Are we missing any steps in the pretraining that needs to be done for other languages? Or any changes to the finetune_livedoor_classification except the dataset and the pretrained model?

I don't see any obvious missing steps from what you describe, however the devil is in the details with stuff like this. I would start by making sure your pretraining is working properly - specifically that:

  1. Your loss during pretraining is steadily going down, indicating that pretraining is working properly
  2. Your pretrained LM model makes reasonable guesses for masked characters - before trying to fine tune, you should make sure that the pretrained model has actually learned something useful

We only ran on Japanese, so it's possible that something weird is happening with Arabic pretraining, but checking the above two things should tell you that.

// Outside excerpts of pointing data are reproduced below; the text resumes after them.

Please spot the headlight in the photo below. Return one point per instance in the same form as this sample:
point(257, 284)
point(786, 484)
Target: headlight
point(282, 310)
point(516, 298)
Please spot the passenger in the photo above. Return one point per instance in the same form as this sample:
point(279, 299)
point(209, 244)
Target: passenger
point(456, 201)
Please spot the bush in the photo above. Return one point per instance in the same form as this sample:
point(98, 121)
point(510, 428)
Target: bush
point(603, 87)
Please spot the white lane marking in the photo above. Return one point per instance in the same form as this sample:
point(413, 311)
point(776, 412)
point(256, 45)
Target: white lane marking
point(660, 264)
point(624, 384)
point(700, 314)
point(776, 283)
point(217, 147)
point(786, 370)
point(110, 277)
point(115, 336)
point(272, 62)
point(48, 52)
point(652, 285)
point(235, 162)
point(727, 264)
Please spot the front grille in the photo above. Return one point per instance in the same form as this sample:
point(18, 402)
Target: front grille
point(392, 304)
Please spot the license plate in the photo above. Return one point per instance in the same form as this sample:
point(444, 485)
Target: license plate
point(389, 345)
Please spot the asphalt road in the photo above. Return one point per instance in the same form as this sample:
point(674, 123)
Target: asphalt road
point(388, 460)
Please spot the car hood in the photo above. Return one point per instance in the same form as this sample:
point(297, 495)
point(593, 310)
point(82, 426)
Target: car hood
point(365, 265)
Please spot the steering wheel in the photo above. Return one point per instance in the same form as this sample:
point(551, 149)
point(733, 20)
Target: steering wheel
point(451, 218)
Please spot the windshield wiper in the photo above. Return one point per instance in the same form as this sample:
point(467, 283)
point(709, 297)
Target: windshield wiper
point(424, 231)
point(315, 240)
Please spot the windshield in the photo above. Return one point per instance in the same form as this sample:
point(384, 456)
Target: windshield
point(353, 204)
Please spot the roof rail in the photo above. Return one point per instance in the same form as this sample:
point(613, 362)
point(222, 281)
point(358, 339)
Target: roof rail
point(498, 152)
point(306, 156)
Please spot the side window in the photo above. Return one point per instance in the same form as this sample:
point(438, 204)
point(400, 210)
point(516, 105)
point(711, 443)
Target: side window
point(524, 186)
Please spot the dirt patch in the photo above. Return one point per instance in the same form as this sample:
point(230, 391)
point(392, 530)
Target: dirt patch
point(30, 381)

Fine-tuning to do sentiment analysis should be pretty straightforward as long as the pretrained model is working properly, although again I would double check there that nothing is going wrong with processing input/output labels since the model's output doesn't appear to be changing at all.

If you can pinpoint a specific problem I can try and offer more help, but I don't have enough information to point to anything specific right now.

shamweelm commented 1 year ago

Got it. Thank you for the detailed explanation. We will continue the pretraining for more steps. Will reopen the issue if I face any troubles.